How EgotisticalGiraffe was fixed

In October, Bruce Schneier reported that the NSA had discovered a way to attack Tor, a system for online anonymity.

The NSA did this not by attacking the Tor system or its encryption, but by attacking the Firefox web browser bundled with Tor. The particular vulnerability, code-named “EgotisticalGiraffe”, was fixed in Firefox 17, but the Tor browser bundle at the time included an older version, Firefox 10, which was vulnerable.

I’m writing about this because I’m a member of Mozilla’s JavaScript team and one of the people responsible for fixing the bug.

I still don’t know exactly what vulnerability EgotisticalGiraffe refers to. According to Mr. Schneier’s article, it was a bug in a feature called E4X. The security hole went away when we disabled E4X in Firefox 17.

You can read a little about this in Mozilla’s bug-tracking database. E4X was disabled in bugs 753542, 752632, 765890, and 778851, and finally removed entirely in bugs 833208 and 788293. Nicholas Nethercote and Ted Shroyer contributed patches. Johnny Stenback, Benjamin Smedberg, Jim Blandy, David Mandelin, and Jeff Walden helped with code reviews and encouragement. As with any team effort, many more people helped indirectly.

Thank you.


Now I will write as an American. I don’t speak for Mozilla on this or any topic. The views expressed here are my own and I’ll keep my political opinions out of it.

The NSA has twin missions: to gather signals intelligence and to defend American information systems.

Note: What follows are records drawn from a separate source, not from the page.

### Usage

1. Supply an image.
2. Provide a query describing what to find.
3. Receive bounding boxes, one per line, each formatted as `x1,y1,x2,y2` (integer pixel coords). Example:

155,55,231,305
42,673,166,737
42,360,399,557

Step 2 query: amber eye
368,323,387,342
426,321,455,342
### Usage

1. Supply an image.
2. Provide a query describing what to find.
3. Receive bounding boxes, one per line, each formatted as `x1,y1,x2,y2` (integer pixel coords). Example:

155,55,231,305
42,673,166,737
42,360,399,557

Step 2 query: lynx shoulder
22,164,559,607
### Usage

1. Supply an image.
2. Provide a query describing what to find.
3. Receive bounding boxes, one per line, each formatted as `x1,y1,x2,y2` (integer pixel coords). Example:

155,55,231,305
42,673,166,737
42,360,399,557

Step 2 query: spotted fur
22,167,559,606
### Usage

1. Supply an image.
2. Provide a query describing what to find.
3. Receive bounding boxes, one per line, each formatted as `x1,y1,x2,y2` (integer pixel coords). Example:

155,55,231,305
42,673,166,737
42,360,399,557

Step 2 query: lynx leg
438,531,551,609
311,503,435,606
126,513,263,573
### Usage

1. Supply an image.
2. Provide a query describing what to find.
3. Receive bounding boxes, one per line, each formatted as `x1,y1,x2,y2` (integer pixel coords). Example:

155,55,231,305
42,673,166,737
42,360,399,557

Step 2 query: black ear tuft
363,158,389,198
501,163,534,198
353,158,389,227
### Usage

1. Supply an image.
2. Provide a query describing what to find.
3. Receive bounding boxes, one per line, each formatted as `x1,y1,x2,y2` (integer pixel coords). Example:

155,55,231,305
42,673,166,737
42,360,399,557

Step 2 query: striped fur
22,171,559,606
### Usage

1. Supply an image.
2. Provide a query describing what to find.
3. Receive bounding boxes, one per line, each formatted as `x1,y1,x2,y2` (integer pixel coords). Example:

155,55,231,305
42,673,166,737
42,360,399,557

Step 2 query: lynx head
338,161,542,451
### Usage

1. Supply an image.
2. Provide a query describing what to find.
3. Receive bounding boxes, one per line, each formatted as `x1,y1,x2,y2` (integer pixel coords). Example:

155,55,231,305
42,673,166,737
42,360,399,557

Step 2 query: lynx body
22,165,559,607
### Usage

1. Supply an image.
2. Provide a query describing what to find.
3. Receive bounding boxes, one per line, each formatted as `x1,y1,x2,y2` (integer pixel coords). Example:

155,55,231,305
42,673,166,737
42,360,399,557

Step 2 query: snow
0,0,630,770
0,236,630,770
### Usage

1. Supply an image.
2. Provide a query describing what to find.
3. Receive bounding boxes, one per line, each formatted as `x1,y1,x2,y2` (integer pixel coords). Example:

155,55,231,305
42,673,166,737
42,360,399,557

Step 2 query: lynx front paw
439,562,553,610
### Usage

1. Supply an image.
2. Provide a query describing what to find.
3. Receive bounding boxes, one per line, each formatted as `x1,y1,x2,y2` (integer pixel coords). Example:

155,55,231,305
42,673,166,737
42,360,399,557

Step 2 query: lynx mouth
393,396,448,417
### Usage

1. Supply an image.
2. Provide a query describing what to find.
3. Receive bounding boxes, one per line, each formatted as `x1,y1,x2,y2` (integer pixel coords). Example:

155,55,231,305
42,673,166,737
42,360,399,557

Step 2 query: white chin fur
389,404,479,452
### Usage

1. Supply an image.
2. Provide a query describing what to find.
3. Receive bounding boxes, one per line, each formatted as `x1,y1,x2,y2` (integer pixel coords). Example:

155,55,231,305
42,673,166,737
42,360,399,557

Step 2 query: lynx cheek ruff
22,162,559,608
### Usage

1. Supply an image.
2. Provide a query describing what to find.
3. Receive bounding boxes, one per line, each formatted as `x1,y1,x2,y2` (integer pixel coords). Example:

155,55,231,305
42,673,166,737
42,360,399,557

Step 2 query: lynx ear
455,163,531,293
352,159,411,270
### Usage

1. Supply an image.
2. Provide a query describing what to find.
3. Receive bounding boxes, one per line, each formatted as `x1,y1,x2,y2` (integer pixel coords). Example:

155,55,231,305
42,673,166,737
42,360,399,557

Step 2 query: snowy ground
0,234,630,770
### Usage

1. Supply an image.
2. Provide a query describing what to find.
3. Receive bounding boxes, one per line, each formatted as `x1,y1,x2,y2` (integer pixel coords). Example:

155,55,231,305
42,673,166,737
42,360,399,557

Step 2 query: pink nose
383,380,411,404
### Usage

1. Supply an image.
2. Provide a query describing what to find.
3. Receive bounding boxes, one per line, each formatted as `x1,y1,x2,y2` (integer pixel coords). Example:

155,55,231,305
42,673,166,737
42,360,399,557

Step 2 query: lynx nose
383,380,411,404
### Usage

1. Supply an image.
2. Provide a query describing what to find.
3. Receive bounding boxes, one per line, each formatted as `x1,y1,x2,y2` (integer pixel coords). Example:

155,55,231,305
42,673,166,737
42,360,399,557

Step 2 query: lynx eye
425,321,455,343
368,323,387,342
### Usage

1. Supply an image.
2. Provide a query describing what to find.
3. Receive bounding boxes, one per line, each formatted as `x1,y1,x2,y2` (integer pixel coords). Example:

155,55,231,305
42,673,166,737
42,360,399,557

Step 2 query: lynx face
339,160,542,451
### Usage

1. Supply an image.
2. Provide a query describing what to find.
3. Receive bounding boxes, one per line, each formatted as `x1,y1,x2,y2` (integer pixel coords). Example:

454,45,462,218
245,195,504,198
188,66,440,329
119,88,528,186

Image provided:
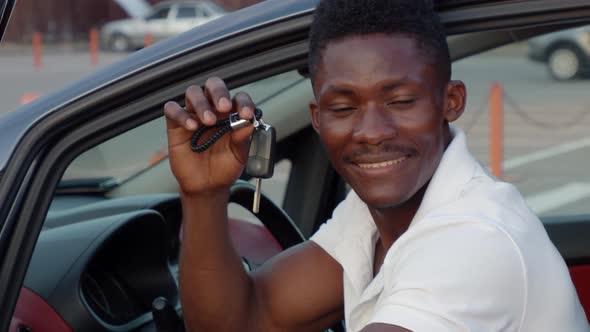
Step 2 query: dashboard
10,194,282,332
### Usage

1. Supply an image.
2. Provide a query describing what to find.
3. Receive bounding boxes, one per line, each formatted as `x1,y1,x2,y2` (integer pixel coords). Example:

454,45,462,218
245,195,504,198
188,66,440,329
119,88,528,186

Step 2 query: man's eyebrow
324,85,355,96
381,77,412,92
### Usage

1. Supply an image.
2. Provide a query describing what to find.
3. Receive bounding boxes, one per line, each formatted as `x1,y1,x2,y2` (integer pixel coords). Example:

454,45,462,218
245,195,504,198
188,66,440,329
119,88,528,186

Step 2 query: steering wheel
229,180,305,250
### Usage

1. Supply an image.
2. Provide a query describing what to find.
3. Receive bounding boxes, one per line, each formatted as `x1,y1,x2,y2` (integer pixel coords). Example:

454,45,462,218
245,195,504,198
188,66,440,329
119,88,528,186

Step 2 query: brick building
5,0,260,42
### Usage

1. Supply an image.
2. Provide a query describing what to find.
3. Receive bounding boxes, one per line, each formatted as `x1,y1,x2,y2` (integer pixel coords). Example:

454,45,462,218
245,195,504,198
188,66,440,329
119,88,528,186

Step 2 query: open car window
57,27,590,217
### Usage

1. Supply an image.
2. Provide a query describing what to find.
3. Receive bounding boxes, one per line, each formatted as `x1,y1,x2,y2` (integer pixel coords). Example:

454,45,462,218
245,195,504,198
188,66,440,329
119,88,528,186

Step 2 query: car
100,0,226,52
0,0,590,332
528,26,590,81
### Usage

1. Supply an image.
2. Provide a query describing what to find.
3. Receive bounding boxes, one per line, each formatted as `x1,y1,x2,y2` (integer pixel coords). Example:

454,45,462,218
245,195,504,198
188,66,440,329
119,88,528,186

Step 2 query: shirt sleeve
370,222,527,332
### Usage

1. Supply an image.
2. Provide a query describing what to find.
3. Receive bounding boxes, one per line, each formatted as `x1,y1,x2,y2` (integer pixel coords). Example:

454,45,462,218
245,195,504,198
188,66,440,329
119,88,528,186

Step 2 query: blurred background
5,0,259,43
0,0,590,216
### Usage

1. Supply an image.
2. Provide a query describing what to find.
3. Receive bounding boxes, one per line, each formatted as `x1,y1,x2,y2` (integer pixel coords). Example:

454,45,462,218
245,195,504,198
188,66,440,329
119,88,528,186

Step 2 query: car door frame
0,0,16,42
0,0,590,331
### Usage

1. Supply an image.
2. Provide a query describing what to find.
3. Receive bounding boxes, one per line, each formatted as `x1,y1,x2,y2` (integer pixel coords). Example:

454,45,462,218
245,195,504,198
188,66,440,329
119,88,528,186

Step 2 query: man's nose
353,105,397,145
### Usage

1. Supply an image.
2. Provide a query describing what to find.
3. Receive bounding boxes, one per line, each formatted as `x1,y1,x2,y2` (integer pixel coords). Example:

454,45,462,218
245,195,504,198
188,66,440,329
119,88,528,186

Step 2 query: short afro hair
309,0,451,83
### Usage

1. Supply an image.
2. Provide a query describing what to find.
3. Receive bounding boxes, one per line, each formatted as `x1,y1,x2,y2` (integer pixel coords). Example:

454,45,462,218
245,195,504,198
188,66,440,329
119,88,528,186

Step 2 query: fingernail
186,119,197,130
219,97,231,110
242,106,254,118
204,111,215,122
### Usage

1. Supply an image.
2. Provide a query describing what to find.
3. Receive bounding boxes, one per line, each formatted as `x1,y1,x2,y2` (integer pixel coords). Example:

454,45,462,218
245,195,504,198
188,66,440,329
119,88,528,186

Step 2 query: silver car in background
100,0,226,52
528,26,590,81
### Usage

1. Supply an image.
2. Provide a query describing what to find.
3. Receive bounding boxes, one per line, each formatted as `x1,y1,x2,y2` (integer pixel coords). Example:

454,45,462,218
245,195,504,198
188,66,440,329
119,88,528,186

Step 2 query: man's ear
443,81,467,122
309,100,320,134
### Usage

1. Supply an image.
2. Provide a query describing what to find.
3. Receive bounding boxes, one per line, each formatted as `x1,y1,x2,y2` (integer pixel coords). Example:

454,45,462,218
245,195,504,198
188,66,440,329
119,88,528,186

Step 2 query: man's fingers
234,92,256,120
185,85,217,126
205,77,233,113
164,101,198,131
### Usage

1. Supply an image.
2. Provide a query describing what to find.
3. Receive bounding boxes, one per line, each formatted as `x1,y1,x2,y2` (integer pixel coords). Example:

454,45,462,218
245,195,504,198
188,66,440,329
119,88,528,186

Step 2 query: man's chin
355,190,407,209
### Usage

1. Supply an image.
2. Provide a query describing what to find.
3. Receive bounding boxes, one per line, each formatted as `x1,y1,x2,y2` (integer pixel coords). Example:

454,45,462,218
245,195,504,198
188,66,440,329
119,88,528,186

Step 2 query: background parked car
529,26,590,81
100,0,226,52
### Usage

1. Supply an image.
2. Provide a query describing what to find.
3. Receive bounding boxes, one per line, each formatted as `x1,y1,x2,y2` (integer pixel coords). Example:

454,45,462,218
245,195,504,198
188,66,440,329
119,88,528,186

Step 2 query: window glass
176,6,197,18
453,27,590,217
62,71,311,197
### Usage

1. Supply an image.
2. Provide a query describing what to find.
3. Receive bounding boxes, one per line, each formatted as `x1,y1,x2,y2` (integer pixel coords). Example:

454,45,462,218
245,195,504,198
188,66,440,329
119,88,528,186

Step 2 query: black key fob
246,124,276,179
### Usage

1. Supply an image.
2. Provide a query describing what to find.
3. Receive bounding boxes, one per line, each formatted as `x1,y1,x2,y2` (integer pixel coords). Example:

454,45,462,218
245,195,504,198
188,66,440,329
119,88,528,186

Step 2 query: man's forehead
314,34,434,90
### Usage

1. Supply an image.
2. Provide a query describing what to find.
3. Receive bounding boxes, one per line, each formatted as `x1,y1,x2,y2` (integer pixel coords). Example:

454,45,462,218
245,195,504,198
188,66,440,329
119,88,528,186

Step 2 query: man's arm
164,78,343,332
180,193,343,331
361,323,412,332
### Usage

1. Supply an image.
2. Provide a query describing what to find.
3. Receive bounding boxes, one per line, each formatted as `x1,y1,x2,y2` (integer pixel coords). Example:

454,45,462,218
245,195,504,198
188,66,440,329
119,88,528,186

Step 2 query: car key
246,119,276,213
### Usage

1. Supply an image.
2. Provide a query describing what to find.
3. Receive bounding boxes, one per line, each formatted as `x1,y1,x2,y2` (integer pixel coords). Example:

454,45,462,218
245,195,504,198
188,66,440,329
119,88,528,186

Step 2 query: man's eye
387,99,416,106
330,107,354,113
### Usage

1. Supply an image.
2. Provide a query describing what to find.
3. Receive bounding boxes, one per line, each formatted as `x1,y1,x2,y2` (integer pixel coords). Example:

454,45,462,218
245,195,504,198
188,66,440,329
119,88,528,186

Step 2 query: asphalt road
0,49,590,215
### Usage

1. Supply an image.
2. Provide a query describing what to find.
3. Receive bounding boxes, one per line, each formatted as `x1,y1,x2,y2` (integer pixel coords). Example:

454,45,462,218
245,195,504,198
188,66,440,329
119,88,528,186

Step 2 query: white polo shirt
311,128,590,332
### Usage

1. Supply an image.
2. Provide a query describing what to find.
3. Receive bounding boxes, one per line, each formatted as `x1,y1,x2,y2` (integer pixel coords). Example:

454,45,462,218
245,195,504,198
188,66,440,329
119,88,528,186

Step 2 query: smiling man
165,0,588,332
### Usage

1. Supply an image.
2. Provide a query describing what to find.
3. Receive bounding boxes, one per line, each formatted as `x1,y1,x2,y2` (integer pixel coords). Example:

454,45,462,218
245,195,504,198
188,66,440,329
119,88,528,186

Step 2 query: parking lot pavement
0,50,590,215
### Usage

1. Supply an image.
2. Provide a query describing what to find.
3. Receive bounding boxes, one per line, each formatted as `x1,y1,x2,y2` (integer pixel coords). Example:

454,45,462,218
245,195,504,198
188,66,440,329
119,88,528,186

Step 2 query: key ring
191,108,262,153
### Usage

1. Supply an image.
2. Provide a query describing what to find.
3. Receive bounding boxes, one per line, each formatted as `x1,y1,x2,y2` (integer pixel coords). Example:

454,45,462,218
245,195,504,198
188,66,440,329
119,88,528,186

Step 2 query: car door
0,0,590,331
0,0,16,42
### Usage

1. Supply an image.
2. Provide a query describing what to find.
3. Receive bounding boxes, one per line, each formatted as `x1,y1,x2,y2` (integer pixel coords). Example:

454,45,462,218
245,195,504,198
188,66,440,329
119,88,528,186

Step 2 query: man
165,0,588,332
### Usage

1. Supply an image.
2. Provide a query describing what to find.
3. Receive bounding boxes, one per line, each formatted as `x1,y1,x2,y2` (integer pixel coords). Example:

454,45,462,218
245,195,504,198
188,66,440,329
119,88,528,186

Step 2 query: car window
453,27,590,217
62,71,311,205
176,6,197,18
147,7,170,20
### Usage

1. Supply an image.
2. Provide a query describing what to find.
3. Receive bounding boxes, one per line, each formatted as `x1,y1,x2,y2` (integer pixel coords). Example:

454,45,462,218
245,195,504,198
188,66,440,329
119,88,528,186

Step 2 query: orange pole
90,28,98,65
143,32,154,47
33,32,43,68
489,82,504,178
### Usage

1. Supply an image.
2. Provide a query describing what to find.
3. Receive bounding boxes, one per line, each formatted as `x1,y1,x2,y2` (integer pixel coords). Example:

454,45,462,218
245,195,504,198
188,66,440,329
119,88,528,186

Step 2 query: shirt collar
340,127,478,297
410,126,478,227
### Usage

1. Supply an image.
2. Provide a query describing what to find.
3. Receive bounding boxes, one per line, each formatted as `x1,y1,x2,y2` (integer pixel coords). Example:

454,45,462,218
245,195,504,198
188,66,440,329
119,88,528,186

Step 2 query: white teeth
358,157,406,168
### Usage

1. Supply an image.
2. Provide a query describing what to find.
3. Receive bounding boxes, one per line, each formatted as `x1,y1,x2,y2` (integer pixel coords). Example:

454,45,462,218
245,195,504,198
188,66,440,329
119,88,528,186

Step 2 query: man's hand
164,78,255,196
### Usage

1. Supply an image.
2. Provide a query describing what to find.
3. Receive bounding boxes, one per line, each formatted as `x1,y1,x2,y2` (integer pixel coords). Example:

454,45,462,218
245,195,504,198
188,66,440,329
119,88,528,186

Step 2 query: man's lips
354,156,410,169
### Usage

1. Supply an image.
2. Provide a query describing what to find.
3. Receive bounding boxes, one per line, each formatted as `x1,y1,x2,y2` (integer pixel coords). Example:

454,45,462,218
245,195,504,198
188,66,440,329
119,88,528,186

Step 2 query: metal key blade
252,178,262,213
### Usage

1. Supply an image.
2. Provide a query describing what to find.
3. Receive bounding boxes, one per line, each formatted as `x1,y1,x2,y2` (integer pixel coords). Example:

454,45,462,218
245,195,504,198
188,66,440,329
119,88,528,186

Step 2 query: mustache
344,143,418,162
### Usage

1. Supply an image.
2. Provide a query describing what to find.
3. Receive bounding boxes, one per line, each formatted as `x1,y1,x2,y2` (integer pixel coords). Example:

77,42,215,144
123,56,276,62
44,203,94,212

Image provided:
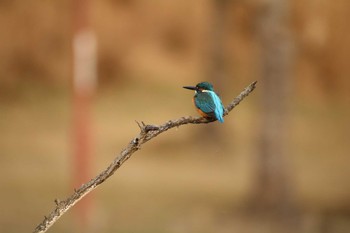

From the outside, it appears the two functions aren’t balanced very well. This could be a problem, because there’s a conflict of interest. The signals intelligence folks are motivated to weaponize vulnerabilities in Internet systems. The defense folks, and frankly everyone else, would like to see those vulnerabilities fixed instead.

It seems to me that fixing them is better for national security.

In the particular case of this E4X vulnerability, mainly only Tor users were vulnerable. But it has also been reported that the NSA has bought security vulnerabilities “from private malware vendors”.

All I know about this is a line item in a budget ($25.1 million). I’ve seen speculation that the NSA wants these flaws for offensive use. It’s a plausible conjecture—but I sure hope that’s not the case. Let me try to explain why.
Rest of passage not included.